Хадамаха оглядел светлеющий под лучами Рассвета лес. Аякчан хотела в Столицу. Хакмар — в Новосивирский Мастергородок. Сам Хадамаха — домой. А Калтащ намеревалась отправить их туда, где они могут что-то исправить. И он честно сказал:

— Не знаю.

— Что интересует меня… — обтирая физиономию снегом, пропыхтел Хакмар. — Так это — где Донгар? Почему по всяким подземным туннелям нас тягает без него? Где отсиживается этот проклятый шаман?

Свиток 6,

ничего героического, только холодно и очень хочется есть

Нет такого закона — чтобы дичи не было! — пробурчал Хадамаха. — Ни следа! — И это была чистая правда — ноздреватый подтаявший снег не пятнали следы ни зайцев, ни соболей, ни… Да ничьи следы! Будто вся лесная живность дружно на деревья переселилась, включая лосей! Хадамаха невольно посмотрел наверх — точно и впрямь рассчитывал увидеть, как отощавшие за Долгую ночь сохатые прыгают с ветки на ветку.
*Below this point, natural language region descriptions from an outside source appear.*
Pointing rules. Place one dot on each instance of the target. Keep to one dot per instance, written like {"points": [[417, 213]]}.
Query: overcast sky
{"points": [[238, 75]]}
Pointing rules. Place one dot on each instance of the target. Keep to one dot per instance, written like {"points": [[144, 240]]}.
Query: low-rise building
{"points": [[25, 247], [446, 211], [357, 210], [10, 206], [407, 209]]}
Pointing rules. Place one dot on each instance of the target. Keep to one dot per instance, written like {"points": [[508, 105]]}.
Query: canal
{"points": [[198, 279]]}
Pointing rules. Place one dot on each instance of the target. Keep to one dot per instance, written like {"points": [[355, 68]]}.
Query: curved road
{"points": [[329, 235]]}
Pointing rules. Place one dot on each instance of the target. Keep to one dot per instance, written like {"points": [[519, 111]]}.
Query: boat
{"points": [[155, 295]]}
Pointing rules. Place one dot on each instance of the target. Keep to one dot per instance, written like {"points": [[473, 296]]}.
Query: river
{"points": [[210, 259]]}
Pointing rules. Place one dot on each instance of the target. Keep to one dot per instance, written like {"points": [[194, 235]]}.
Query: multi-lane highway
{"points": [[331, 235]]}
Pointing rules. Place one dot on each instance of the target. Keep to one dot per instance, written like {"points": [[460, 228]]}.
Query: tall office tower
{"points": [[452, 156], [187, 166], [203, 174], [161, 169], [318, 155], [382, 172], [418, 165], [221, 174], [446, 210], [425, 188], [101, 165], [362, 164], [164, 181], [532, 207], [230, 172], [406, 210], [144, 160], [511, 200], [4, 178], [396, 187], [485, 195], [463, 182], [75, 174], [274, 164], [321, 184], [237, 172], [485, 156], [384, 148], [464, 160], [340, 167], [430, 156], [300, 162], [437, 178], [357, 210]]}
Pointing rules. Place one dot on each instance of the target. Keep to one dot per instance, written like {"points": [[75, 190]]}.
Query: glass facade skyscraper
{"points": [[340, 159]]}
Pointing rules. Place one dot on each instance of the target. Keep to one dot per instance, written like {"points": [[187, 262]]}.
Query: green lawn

Завел медведь двух человечков в лес… и накормить не смог! Хоть самих ешь — не с голодухи, а чтобы свидетелей позора не осталось! Так тут же зубом зацепиться не за что. Он покосился на запавшие щеки Хакмара, на лихорадочно блестящие от голода глаза Аякчан и шумно вздохнул.

— Не пойму, что за места такие! Вот у нас дома, возле стойбища Мапа, за околицу хоть на пару локтей отойдешь, и сразу дичи — хоть всеми четырьмя лапами греби… — Хадамаха обвел взглядом засыпанный снегом лес…

Заброшенная берлога под корнями старого дуба по первости даже внимания не привлекла. Только подумалось: «Похожа как!» И орешник на холме похож…

Орешник… Хадамаха шагнул в сторону… и, остановившись под разлапистой сосной, задрал голову. Заваленный снегом, дырявый, наполовину прогнивший… старый плетеный помост торчал между нижних ветвей кроны — и обрывок ветхой лестницы свисал с краю. Хадамаха отлично помнил эту лестницу. Он побежал. Молча, не отвечая на крики за спиной, Хадамаха мчался через лес. Цепляясь за мокрые гибкие ветки, проломился сквозь подлесок и остановился на поросшем заснеженными соснами холме, глядя вниз.

— Ты чего? Какая муха тебя укусила — вроде ж не лето, рано мухам кусаться? — догоняя его, пропыхтел запыхавшийся Хакмар и замолчал, тоже глядя вниз.

— Селение, — без особого удивления сказала Аякчан, сквозь полумрак Рассвета разглядывая снеговую стену с Голубым огоньком над воротами, сторожевые вышки, а за стеной — берестяные и обтянутые кожей чумы, беспорядочно натыканные вокруг площадки торжища. И даже один ледяной дом, тускло отблескивающий в свете уличных Огненных чаш. — Не город, конечно, но большое, — одобрительно покивала девушка. — Ну и хорошо. Узнаем, наконец, где мы.

— Я знаю, где мы, — завороженно глядя сверху на селение, сказал Хадамаха. — Здесь живут люди.

— Конечно, люди, кто ж еще, не тигры же! — хмыкнула Аякчан.

— Тигры живут дальше, — откликнулся Хадамаха и махнул куда-то за селение. — А вон там… — он показал вбок, — земля племени Мапа. Где-то там сейчас наша зимняя стоянка. Калтащ сказала, что отправит нас туда, где нужна помощь. Сюда. У нас беда. В моем доме беда.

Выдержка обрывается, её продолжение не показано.